National Cabbage Day: History And Fun Facts About Cabbage
No matter which cabbage dish is your favorite, celebrate by whipping up a batch on National Cabbage Day (February 17)! This extraordinary vegetable is rich in vitamin K, with one cup (89 grams) providing 85% of the recommended daily allowance. Cabbage is low in potassium and calcium which is good news for those following a renal diet. Cabbage is also considered a heart-healthy food. Best of all, cabbage is a fairly inexpensive vegetable to serve.
Did you enjoy those fun facts about cabbage? In celebration of National Cabbage Day, let’s look at how this crispy, crunchy vegetable came into our lives. Here’s a rundown of cabbage plant history for you to digest while you’re planning that favorite National Cabbage Day dish.
Cabbage Plant History
When we look at the history of cabbage, we must first understand that many modern vegetables of the Brassica genus stemmed from what is known as wild or ancestral cabbage. These divergent species include kale, kohlrabi, cauliflower, broccoli and Brussels sprouts, as well as the heading cabbages we know and love.
Our love affair with cabbage-type plants began thousands of years ago, perhaps even dating back to the time when ancient humans first decided to grow their own veggies instead of roaming the countryside in search of edible cuisine. Ancestral cabbage plants are believed to have originated somewhere around the Eastern Mediterranean area of Europe, but their native habitat may have extended into Asia Minor as well.
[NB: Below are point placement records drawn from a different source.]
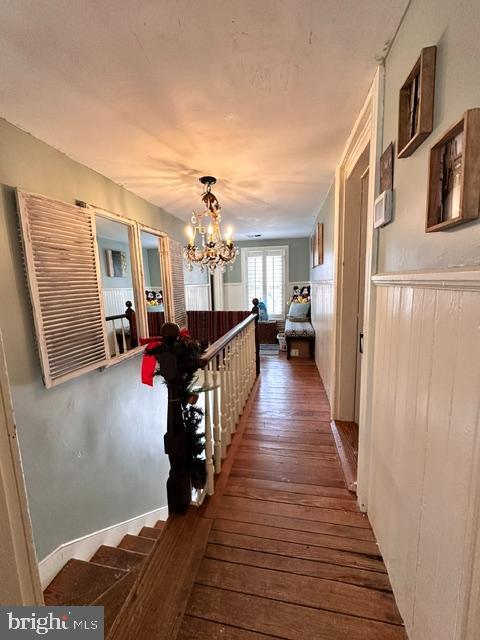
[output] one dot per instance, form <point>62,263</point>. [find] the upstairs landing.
<point>281,550</point>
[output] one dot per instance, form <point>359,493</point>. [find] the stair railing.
<point>229,369</point>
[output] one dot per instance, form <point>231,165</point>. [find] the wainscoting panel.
<point>197,297</point>
<point>322,320</point>
<point>424,490</point>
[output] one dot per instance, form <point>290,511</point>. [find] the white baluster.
<point>243,346</point>
<point>209,487</point>
<point>229,394</point>
<point>253,365</point>
<point>234,384</point>
<point>217,442</point>
<point>124,340</point>
<point>238,380</point>
<point>223,401</point>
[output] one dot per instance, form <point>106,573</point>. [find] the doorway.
<point>351,330</point>
<point>356,185</point>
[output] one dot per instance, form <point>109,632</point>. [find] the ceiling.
<point>156,93</point>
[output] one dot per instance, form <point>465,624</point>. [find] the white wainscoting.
<point>234,296</point>
<point>197,297</point>
<point>84,548</point>
<point>114,300</point>
<point>322,320</point>
<point>424,487</point>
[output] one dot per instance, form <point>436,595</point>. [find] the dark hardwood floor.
<point>287,552</point>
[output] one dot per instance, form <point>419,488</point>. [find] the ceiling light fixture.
<point>213,251</point>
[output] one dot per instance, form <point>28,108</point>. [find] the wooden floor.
<point>289,555</point>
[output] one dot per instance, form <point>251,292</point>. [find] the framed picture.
<point>416,101</point>
<point>116,263</point>
<point>318,244</point>
<point>382,213</point>
<point>313,251</point>
<point>454,184</point>
<point>386,168</point>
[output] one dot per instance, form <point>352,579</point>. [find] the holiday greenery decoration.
<point>192,418</point>
<point>175,356</point>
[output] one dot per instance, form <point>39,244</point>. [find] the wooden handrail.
<point>214,349</point>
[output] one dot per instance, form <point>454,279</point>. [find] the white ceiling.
<point>154,94</point>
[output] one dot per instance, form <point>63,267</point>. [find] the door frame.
<point>366,131</point>
<point>19,562</point>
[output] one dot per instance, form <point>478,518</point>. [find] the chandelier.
<point>213,251</point>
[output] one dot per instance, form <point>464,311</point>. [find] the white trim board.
<point>84,548</point>
<point>459,279</point>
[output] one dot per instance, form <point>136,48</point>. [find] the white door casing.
<point>20,581</point>
<point>366,131</point>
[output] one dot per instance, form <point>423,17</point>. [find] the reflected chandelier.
<point>213,251</point>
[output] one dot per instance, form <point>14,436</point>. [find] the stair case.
<point>106,579</point>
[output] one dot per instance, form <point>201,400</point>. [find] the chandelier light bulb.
<point>213,250</point>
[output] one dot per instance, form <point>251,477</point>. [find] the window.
<point>265,277</point>
<point>84,271</point>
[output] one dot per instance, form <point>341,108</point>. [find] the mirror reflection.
<point>153,283</point>
<point>117,286</point>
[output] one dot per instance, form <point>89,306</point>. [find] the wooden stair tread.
<point>114,598</point>
<point>80,583</point>
<point>150,532</point>
<point>136,543</point>
<point>118,558</point>
<point>156,604</point>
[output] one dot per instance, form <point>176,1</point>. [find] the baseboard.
<point>84,548</point>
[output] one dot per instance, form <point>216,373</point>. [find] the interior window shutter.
<point>255,276</point>
<point>62,271</point>
<point>175,300</point>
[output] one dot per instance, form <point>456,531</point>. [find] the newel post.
<point>179,491</point>
<point>256,312</point>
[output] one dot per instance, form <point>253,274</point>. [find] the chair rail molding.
<point>457,279</point>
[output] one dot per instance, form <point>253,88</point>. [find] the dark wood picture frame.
<point>416,104</point>
<point>454,176</point>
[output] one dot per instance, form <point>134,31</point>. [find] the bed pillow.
<point>298,311</point>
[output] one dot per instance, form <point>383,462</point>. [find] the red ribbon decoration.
<point>149,362</point>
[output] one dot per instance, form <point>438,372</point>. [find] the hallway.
<point>289,554</point>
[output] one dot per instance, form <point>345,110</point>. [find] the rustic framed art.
<point>416,103</point>
<point>454,176</point>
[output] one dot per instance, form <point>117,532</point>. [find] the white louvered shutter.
<point>274,281</point>
<point>176,303</point>
<point>254,275</point>
<point>265,277</point>
<point>62,271</point>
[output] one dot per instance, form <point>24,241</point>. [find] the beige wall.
<point>424,493</point>
<point>454,28</point>
<point>322,294</point>
<point>92,447</point>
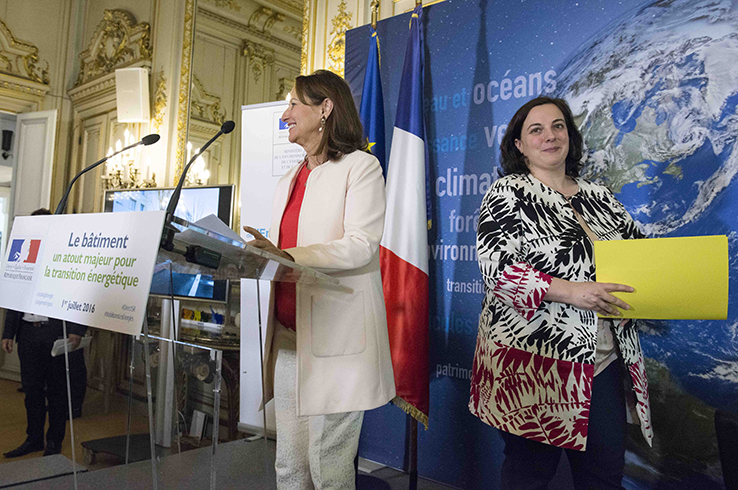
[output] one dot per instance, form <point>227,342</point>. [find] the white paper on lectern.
<point>41,248</point>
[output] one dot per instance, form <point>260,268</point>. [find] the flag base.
<point>411,410</point>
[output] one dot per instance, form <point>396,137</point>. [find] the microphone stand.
<point>169,231</point>
<point>146,140</point>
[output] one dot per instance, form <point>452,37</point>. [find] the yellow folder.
<point>674,278</point>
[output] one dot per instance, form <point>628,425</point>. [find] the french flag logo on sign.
<point>24,250</point>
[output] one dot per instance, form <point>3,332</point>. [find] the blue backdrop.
<point>653,85</point>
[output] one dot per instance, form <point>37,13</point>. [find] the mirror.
<point>244,52</point>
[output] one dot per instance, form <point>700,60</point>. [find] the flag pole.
<point>413,453</point>
<point>413,421</point>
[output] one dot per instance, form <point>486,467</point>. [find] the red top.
<point>284,292</point>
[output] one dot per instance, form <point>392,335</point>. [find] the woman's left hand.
<point>263,243</point>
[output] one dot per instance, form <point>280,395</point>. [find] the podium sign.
<point>91,269</point>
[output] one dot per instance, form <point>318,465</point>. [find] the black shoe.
<point>52,447</point>
<point>26,448</point>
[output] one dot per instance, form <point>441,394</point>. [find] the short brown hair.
<point>343,132</point>
<point>513,162</point>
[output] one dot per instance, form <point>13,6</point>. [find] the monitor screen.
<point>194,204</point>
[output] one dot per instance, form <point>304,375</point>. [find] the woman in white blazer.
<point>328,357</point>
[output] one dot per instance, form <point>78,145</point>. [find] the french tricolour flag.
<point>404,246</point>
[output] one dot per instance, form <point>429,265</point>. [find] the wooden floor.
<point>94,423</point>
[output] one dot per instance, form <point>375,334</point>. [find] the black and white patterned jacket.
<point>534,360</point>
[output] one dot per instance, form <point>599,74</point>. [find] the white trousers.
<point>313,452</point>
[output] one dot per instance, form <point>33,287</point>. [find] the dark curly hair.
<point>343,133</point>
<point>513,162</point>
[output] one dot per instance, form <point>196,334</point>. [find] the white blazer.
<point>343,354</point>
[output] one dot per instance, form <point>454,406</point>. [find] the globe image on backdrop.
<point>655,96</point>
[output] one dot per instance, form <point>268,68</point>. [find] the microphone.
<point>146,141</point>
<point>166,242</point>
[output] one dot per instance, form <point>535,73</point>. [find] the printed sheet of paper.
<point>674,278</point>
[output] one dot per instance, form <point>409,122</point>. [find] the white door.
<point>31,188</point>
<point>34,150</point>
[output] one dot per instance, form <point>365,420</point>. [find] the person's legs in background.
<point>334,442</point>
<point>601,466</point>
<point>292,463</point>
<point>56,395</point>
<point>34,384</point>
<point>78,380</point>
<point>528,465</point>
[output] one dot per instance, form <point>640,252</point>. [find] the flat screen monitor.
<point>194,203</point>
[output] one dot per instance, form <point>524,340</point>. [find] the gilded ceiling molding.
<point>304,47</point>
<point>293,31</point>
<point>256,16</point>
<point>94,88</point>
<point>259,56</point>
<point>271,16</point>
<point>282,89</point>
<point>203,129</point>
<point>337,47</point>
<point>160,101</point>
<point>277,17</point>
<point>253,32</point>
<point>19,58</point>
<point>293,6</point>
<point>117,42</point>
<point>205,106</point>
<point>228,4</point>
<point>184,87</point>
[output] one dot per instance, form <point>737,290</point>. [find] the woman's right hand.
<point>593,296</point>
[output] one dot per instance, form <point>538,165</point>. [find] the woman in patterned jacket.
<point>547,372</point>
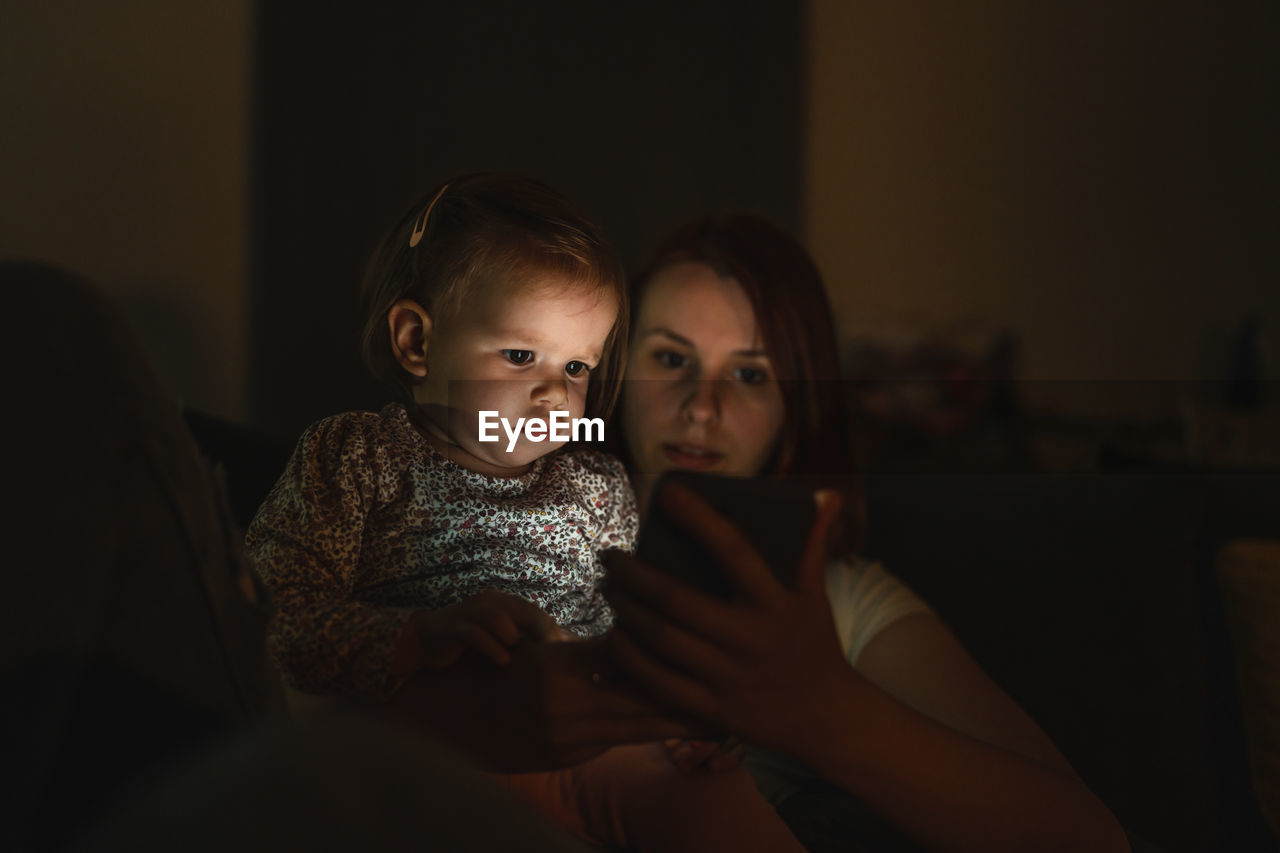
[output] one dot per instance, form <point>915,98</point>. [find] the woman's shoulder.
<point>865,598</point>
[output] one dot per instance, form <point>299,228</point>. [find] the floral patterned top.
<point>370,523</point>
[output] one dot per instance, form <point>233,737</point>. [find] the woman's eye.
<point>750,375</point>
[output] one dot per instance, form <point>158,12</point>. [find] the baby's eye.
<point>668,359</point>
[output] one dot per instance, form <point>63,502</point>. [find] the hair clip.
<point>420,226</point>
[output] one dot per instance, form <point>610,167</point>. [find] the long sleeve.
<point>616,510</point>
<point>306,546</point>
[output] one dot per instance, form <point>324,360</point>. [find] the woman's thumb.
<point>812,573</point>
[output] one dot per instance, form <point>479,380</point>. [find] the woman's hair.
<point>796,325</point>
<point>481,228</point>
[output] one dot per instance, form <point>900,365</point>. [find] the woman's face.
<point>700,392</point>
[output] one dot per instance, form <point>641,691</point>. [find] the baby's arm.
<point>490,621</point>
<point>305,543</point>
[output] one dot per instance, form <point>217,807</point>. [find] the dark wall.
<point>644,115</point>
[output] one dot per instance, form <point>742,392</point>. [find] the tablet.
<point>773,515</point>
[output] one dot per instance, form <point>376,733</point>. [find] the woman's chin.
<point>675,457</point>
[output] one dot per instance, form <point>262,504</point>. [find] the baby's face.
<point>522,350</point>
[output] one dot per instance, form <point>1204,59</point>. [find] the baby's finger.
<point>530,619</point>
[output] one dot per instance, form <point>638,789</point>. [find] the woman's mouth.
<point>691,456</point>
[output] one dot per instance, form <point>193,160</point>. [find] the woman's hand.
<point>753,666</point>
<point>490,621</point>
<point>691,755</point>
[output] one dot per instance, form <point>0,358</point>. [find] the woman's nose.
<point>702,405</point>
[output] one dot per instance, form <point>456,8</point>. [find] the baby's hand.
<point>489,621</point>
<point>690,755</point>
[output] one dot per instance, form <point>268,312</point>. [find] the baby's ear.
<point>411,332</point>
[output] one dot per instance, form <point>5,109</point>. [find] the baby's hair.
<point>489,227</point>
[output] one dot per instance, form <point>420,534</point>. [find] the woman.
<point>731,350</point>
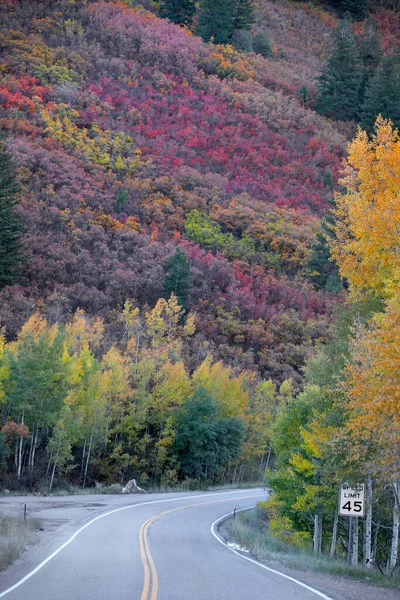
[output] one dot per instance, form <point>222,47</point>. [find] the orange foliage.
<point>368,214</point>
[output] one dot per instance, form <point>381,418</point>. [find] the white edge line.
<point>217,537</point>
<point>42,564</point>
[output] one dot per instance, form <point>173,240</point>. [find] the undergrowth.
<point>251,533</point>
<point>15,535</point>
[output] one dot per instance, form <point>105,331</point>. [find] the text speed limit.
<point>351,501</point>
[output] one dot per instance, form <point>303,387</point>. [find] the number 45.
<point>357,506</point>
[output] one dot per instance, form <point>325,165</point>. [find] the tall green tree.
<point>178,11</point>
<point>216,20</point>
<point>243,16</point>
<point>382,93</point>
<point>356,8</point>
<point>340,82</point>
<point>204,443</point>
<point>3,451</point>
<point>371,52</point>
<point>10,229</point>
<point>177,277</point>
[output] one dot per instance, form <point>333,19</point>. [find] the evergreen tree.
<point>340,82</point>
<point>356,8</point>
<point>382,93</point>
<point>216,20</point>
<point>243,14</point>
<point>205,442</point>
<point>178,11</point>
<point>371,53</point>
<point>4,451</point>
<point>177,277</point>
<point>10,228</point>
<point>324,272</point>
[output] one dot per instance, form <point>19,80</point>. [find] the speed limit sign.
<point>351,501</point>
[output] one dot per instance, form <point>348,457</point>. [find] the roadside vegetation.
<point>15,535</point>
<point>251,532</point>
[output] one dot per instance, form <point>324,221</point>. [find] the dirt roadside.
<point>337,587</point>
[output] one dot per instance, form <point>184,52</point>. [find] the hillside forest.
<point>199,265</point>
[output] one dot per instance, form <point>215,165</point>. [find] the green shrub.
<point>262,45</point>
<point>242,40</point>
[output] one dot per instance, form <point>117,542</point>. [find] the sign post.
<point>352,500</point>
<point>352,504</point>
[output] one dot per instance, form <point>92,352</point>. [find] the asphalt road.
<point>157,547</point>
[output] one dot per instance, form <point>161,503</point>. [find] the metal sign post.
<point>352,504</point>
<point>352,500</point>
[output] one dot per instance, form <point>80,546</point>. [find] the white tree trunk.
<point>354,543</point>
<point>19,471</point>
<point>52,475</point>
<point>334,535</point>
<point>368,526</point>
<point>396,523</point>
<point>317,538</point>
<point>88,455</point>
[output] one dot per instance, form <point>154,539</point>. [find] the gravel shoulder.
<point>339,588</point>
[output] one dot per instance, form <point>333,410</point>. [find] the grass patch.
<point>15,536</point>
<point>250,532</point>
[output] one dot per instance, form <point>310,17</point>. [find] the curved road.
<point>156,549</point>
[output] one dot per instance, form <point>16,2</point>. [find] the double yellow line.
<point>150,584</point>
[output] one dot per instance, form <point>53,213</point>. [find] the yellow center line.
<point>145,553</point>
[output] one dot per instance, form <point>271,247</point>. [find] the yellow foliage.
<point>368,214</point>
<point>113,150</point>
<point>82,332</point>
<point>372,387</point>
<point>228,391</point>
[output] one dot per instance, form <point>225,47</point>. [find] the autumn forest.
<point>199,265</point>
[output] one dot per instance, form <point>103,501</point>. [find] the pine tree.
<point>340,82</point>
<point>4,450</point>
<point>356,8</point>
<point>177,277</point>
<point>382,93</point>
<point>178,11</point>
<point>371,53</point>
<point>216,20</point>
<point>10,228</point>
<point>243,14</point>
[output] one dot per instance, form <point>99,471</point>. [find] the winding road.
<point>159,547</point>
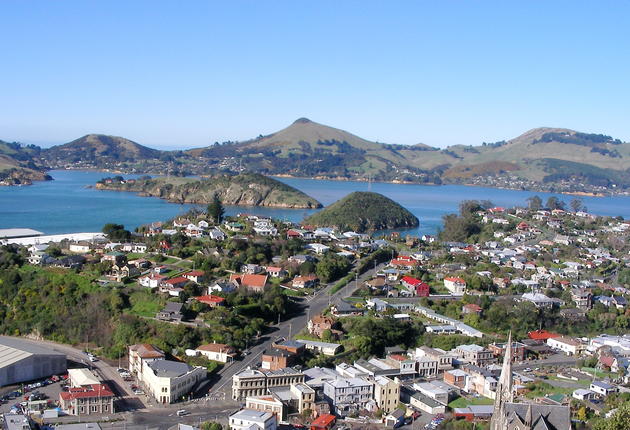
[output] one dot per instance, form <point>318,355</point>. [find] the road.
<point>313,305</point>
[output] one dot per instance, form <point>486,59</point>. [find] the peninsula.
<point>248,189</point>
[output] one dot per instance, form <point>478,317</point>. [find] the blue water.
<point>65,205</point>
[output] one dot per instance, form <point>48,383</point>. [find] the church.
<point>509,415</point>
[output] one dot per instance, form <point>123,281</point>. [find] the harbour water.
<point>67,205</point>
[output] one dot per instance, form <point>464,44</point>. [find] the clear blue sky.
<point>186,74</point>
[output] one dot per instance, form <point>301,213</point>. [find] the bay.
<point>66,205</point>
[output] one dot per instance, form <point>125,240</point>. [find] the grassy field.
<point>144,303</point>
<point>462,402</point>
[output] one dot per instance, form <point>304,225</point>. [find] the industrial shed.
<point>22,361</point>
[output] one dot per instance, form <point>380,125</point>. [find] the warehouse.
<point>22,361</point>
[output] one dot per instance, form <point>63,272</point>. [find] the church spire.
<point>504,388</point>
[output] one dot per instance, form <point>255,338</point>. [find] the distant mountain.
<point>309,149</point>
<point>248,189</point>
<point>18,164</point>
<point>362,212</point>
<point>98,149</point>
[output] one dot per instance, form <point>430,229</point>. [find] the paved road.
<point>312,306</point>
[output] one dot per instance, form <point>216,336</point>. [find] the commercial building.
<point>247,419</point>
<point>22,361</point>
<point>87,400</point>
<point>168,381</point>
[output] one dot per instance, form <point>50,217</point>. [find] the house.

Ancestral or wild cabbages were leafy plants, so it makes sense that kale was most likely the first to be domesticated. This divergence in the family tree resulted from the selection of plants with bigger and bigger leaves. If you like kale, you’re not alone. It’s believed gardeners have been growing this leafy green for more than 4,000 years.
Now, if you think it takes forever for the heads to appear on your home-grown cabbages, our gardening ancestors had a much longer wait. Further plant selection, and perhaps an unexpected mutation, eventually produced primitive forms of heading cabbage. Scientists believe this type of cabbage, which yielded a tight cluster of leaves at the top center of the stem, was possibly a distinct type by the first century CE.
It took a while longer for the distinctive hard-heading cabbages to appear. It wasn’t until the 13th century that round headed forms of cabbage are mentioned in literature. Written documentation from England places red varieties of cabbage in existence during the 1500’s. But it wasn’t until the 17th century when flat varieties of green cabbages were first described. Conical headed cabbages appeared the following century.
Today, there are over 400 cultivars of cabbage grown worldwide. So, whether you like the crinkly leaves of savoy, the conical shape of Early Jersey Wakefield or luscious color of Red Acre, there’s a variety of cabbage just for you. Now that’s something to celebrate!